[Mpls] Gunshots Last Night
Allen
graetz at pikas.com
Sun Apr 10 11:35:14 CDT 2005
Dyna, I'm so glad you mentioned this. The 13th murder you mention was
likely first classified as a suspicious death. I don't know the details
on these and exactly why some deaths get qualified as this and others
not. But when what the media isn't giving us are those numbers on top
fo the number of murders. And it's reasonable to believe that a certain
number of suspicious deaths were murders. Whether that is 20% or 70%, I
do not know. There may be some rules-of-thumb that are generally agreed
upon in the crimnal justice community. No matter what it is, if we want
to have a good discussion about crime in certain neighborhoods,
suspeciious deaths should be included. That we as a community don't
raise more of a fuss to see those numbers is unfortunate. I suspect
it's just a matter of people understanding this. So beside the high
number of murders in 2005 Year to date, we should also be looking at the
number of suspeicious deaths in those neighborhoods. I'd speculate that
the we'd see a corresponding jump in those, just as with the murders.
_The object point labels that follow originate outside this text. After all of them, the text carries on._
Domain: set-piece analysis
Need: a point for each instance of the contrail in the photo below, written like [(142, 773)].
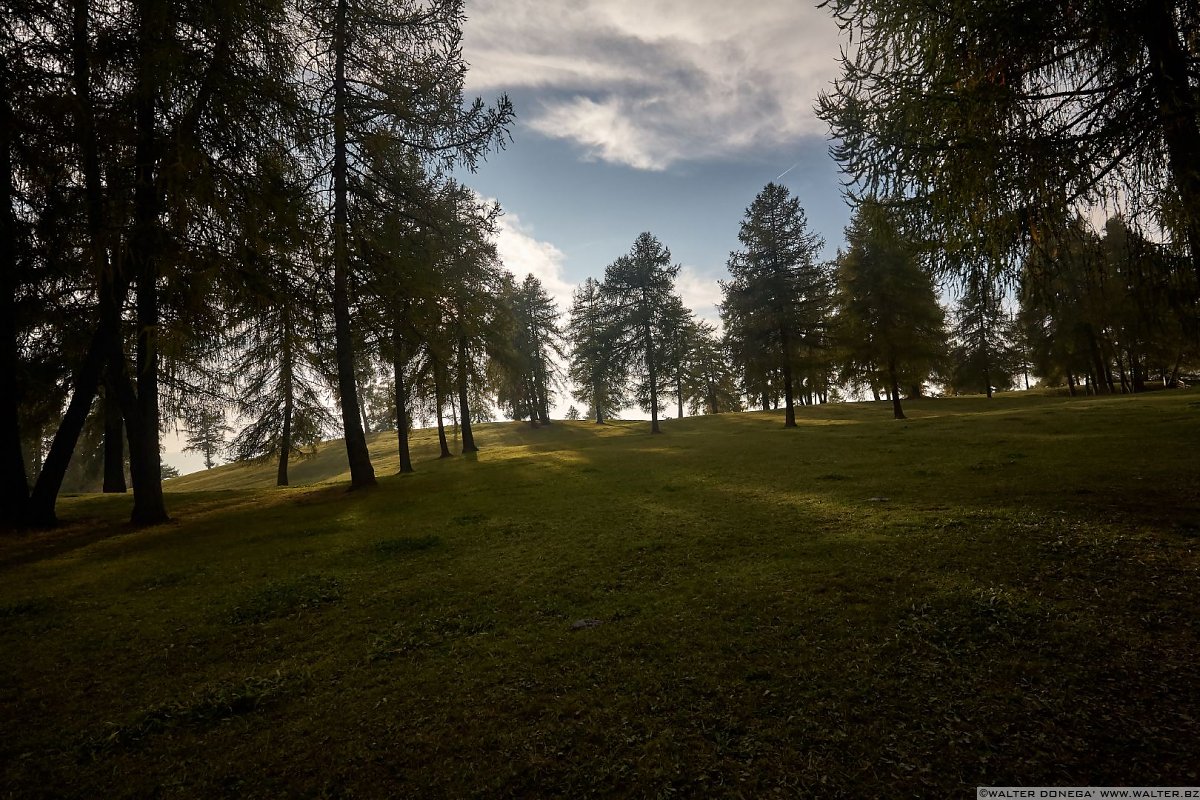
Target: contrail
[(787, 170)]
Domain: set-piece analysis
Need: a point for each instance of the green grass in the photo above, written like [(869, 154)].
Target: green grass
[(989, 593)]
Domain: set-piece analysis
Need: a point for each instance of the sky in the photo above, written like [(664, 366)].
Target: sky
[(659, 115)]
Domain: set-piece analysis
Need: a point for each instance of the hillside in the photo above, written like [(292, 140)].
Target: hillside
[(993, 593)]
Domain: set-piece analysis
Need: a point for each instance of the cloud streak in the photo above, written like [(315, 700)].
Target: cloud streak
[(653, 83)]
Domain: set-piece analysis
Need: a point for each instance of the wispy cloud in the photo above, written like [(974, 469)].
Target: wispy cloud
[(523, 254), (651, 83)]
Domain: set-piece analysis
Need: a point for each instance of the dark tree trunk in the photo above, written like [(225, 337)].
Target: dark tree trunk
[(15, 482), (786, 364), (1179, 109), (897, 411), (438, 397), (114, 444), (361, 471), (468, 437), (287, 367), (651, 368), (54, 468), (397, 371), (679, 389), (142, 419)]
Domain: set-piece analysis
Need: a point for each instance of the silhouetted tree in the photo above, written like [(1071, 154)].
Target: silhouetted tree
[(889, 323), (779, 294)]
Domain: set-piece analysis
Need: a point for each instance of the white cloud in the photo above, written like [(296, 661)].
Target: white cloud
[(649, 83), (701, 293), (525, 254)]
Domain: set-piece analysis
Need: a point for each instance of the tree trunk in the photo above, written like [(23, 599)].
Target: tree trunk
[(786, 364), (145, 469), (286, 370), (468, 437), (361, 471), (897, 411), (648, 343), (114, 444), (397, 371), (679, 389), (15, 482), (54, 468), (439, 400), (1177, 112)]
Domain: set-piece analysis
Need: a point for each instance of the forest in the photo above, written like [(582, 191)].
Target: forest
[(909, 516), (241, 222)]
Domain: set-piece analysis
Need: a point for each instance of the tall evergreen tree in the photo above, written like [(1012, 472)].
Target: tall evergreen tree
[(594, 368), (394, 70), (982, 355), (639, 289), (889, 323), (779, 293)]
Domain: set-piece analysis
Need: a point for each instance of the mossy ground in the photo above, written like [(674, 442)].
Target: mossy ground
[(991, 593)]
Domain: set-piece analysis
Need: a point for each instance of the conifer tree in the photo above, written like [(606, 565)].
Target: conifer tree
[(594, 368), (778, 296)]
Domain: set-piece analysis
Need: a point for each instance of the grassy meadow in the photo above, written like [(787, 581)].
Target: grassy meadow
[(990, 593)]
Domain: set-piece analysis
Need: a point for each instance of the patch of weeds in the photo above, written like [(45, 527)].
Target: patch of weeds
[(207, 708), (25, 608), (287, 597), (429, 632), (389, 547), (163, 581), (969, 621), (516, 528)]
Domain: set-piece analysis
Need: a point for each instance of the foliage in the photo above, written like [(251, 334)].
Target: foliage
[(777, 304), (891, 326), (994, 118)]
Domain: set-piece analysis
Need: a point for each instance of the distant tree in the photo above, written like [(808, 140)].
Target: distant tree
[(594, 368), (637, 292), (982, 354), (995, 116), (207, 429), (779, 294), (889, 323), (538, 343)]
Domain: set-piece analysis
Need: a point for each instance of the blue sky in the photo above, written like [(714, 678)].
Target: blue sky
[(660, 115)]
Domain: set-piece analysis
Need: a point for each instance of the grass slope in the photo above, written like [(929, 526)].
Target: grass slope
[(990, 593)]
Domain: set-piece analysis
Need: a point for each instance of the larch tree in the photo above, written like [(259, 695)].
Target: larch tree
[(778, 295), (594, 368), (393, 70), (639, 289), (995, 116)]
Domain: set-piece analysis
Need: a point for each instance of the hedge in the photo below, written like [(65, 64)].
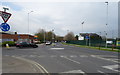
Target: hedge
[(10, 43)]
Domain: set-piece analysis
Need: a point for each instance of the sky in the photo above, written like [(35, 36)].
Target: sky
[(63, 17)]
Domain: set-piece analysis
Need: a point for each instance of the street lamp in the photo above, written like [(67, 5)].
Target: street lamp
[(5, 9), (106, 38), (82, 26), (28, 23), (106, 22), (52, 35)]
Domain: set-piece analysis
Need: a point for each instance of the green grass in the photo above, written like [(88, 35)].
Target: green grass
[(94, 48)]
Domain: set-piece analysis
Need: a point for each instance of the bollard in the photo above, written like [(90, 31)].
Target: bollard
[(7, 46)]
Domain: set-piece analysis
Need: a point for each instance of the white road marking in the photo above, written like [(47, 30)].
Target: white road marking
[(71, 60), (40, 67), (96, 56), (6, 55), (53, 56), (72, 56), (112, 67), (62, 56), (56, 48), (41, 56), (32, 56), (74, 71)]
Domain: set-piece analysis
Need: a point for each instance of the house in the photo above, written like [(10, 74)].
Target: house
[(15, 37)]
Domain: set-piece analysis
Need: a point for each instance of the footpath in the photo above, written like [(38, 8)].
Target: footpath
[(14, 65)]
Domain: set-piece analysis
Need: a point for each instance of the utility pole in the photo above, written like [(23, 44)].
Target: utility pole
[(4, 8), (89, 41), (28, 25), (52, 35), (106, 22), (82, 26)]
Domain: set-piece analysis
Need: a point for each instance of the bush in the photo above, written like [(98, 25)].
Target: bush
[(10, 43)]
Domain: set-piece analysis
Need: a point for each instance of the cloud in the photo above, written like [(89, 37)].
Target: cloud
[(63, 16)]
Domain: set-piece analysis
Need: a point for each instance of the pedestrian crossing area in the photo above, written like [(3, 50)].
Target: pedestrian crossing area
[(112, 67)]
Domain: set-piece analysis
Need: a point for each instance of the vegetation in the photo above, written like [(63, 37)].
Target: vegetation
[(43, 36), (94, 48), (10, 43)]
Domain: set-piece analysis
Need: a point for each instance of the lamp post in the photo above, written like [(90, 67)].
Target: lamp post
[(44, 37), (52, 35), (28, 24), (106, 22), (4, 8), (106, 39), (82, 26)]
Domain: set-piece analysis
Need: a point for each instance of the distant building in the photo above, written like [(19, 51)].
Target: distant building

Maybe not though. It is afterall a very short period of time that is
being looked at. Either way, I hope to see these numbers cited more
frequently along with murders. Not because they are murders but that
it's likely a percentage of them are.
Allen Graetz
Lowry Hill
Dyna wrote:
> Connie and Wizard, clearly you good citizens have a better read on
> Minneapolis' crime trends than our police department and their
> politician bosses. The Strib has been keeping up to date stats on the
> murders at least, reporting an almost unheard of 13 in the first three
> cold winter months of this year. That number rose from 12 when bullet
> wounds were found in an elder who Minneapolis police thought had died
> of natural causes in his home. One wonders if perhaps other murders
> have been conveniently ignored to keep the tally down- when a house
> fire took the life of a child in Hawthorne a few weeks ago, police
> appeared to be searching the neighborhood for a suspect. That fire had
> a height, speed, and intensity of flame more typical of an
> "accelerant" than a wood frame structure. Was this our 14th murder?
> Are there others mislabeled as "accidental deaths"?